Wednesday, November 25, 2009

Happy Birthday, Charles Schulz


Tomorrow is Charles Schulz' 87th birthday.

Ted Dawson, one of the Three Men in a Tub blog, shares the photo below. It's an ice sculpture, that was created in Schulz's hometown of Minneapolis, Minnesota almost ten years ago, to commemorate the very last PEANUTS Sunday strip on February 13, 2000.



As you may remember, Mr. Schulz passed away the day before his last strip was to run. It was on the news that morning, just as the Sunday papers were delivered.

The sculpture became not just a tribute to the newspaper comic strip, but also the focal point for fans to stop and honor this great cartoonist. People heaped cards and flowers in remembrance of the man and his Charlie Brown and Snoopy and all of those moments that have stuck with us.

Like so many people I know, I grew up with the newspaper strip, the CBS specials and the collections. It was so cool that the libraries in the small towns I grew up in (Iowa City, Lawrence, KS) stocked those PEANUTS paperbacks. I learned words from Lucy, like "psychological" and "real estate." I tried to copy the drawings when I was a kid, too. Schulz's simple style was deceptively hard to reproduce!

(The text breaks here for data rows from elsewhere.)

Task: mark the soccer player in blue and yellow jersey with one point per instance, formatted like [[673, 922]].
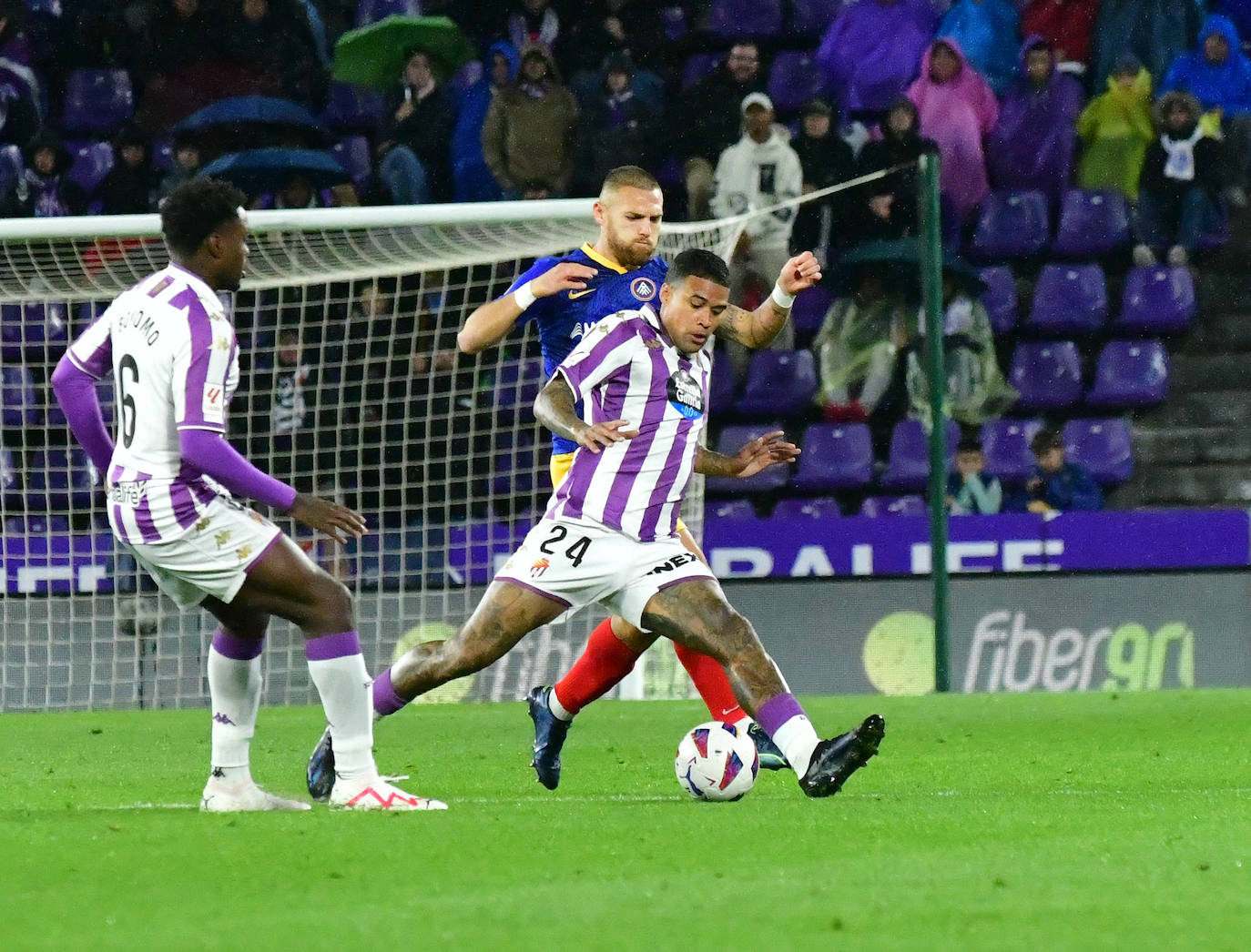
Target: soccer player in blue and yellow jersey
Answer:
[[565, 297]]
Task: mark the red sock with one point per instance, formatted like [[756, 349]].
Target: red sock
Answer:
[[712, 684], [603, 663]]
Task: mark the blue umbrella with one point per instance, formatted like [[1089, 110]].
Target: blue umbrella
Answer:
[[249, 110], [258, 170]]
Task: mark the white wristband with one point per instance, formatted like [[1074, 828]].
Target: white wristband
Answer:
[[781, 298], [524, 297]]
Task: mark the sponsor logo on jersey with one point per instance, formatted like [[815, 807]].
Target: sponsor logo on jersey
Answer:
[[642, 288], [686, 396]]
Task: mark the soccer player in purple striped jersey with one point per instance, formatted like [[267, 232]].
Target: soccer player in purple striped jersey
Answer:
[[609, 532], [565, 297], [171, 349]]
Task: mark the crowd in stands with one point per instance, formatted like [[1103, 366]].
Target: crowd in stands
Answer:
[[735, 106]]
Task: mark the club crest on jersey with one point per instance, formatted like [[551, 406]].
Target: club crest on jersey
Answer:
[[686, 396], [642, 288]]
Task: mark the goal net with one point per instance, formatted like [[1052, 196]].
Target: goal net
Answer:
[[351, 388]]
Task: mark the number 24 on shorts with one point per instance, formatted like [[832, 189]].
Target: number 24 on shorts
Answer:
[[575, 553]]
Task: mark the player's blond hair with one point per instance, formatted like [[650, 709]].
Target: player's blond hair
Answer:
[[627, 177]]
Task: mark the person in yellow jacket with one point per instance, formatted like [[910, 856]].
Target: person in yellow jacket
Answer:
[[1116, 129]]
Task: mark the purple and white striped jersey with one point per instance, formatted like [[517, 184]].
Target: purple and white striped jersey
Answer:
[[627, 368], [176, 366]]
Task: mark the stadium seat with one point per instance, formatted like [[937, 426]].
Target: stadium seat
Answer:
[[1069, 299], [907, 466], [1011, 224], [97, 102], [1103, 446], [91, 163], [875, 505], [745, 19], [699, 66], [1047, 374], [19, 400], [1091, 224], [729, 511], [1000, 299], [822, 507], [779, 383], [812, 17], [59, 481], [1157, 300], [1130, 373], [793, 80], [835, 457], [767, 481], [809, 310], [1006, 447], [353, 156], [354, 110]]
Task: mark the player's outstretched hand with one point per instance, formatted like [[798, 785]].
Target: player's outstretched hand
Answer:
[[799, 273], [335, 521], [564, 277], [605, 434], [765, 451]]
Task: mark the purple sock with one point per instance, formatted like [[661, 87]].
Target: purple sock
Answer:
[[231, 645], [385, 700], [777, 711]]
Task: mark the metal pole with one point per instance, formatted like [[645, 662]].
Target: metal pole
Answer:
[[931, 289]]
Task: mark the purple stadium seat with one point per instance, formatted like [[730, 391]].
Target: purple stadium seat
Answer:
[[1104, 447], [813, 16], [353, 109], [835, 457], [97, 102], [699, 66], [353, 156], [59, 481], [745, 19], [1070, 299], [907, 467], [809, 310], [1011, 224], [793, 80], [877, 505], [1091, 224], [91, 163], [1130, 373], [1157, 300], [19, 400], [729, 511], [1047, 374], [779, 383], [822, 507], [1006, 446], [767, 481]]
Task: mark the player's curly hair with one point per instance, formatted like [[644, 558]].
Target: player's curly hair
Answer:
[[698, 263], [194, 210]]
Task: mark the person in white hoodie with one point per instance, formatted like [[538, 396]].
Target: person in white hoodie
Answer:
[[758, 170]]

Happy Birthday, Charles Schulz: an American original.

1 comment:

  1. Your post brought back some vivid memories...I had those paperbacks of Peanuts collections and would meticulously copy how they were drawn, and create my own actual strips (on ruled paper, with those blue lines) and draw them trying to get as many pages created as possible and give them to my pal Stevo who lived down the street. We had those huge Peanuts Anthologies at or local library and I would go down and ask the librarian to get them off the shelf when I was a kid, I recall going in a corner and reading them at those big old oak tables. I'd open those books like a little kid (I was then!)in a candy store and read strip after strip and see the progression of Sparky's drawing style getting more cleaner, more refined and up-to-date.
    The smell of the pages as I'd leaf through, had that "musty" old library inkish odor. Funny how those thoughts stick in your mind....and then to see all of those "specials" on TV ....especially the Christmas one which was my favorite. And as you wrote how his last strip came out the day he passed away was so ironic, it seemed it was in the stars and meant to be. I heard it on the news that day (I knew he was sick for quite a while prior) and I simply smiled because it was a fitting farewell to the guy who set the bar that no one else has yet or ever will jump over. To this day I rarely read those old re-hashed stips in the paper, believing they were meant to be read and enjoyed only during his time on this planet. It's a very good set of memories involving a very cool strip and creator.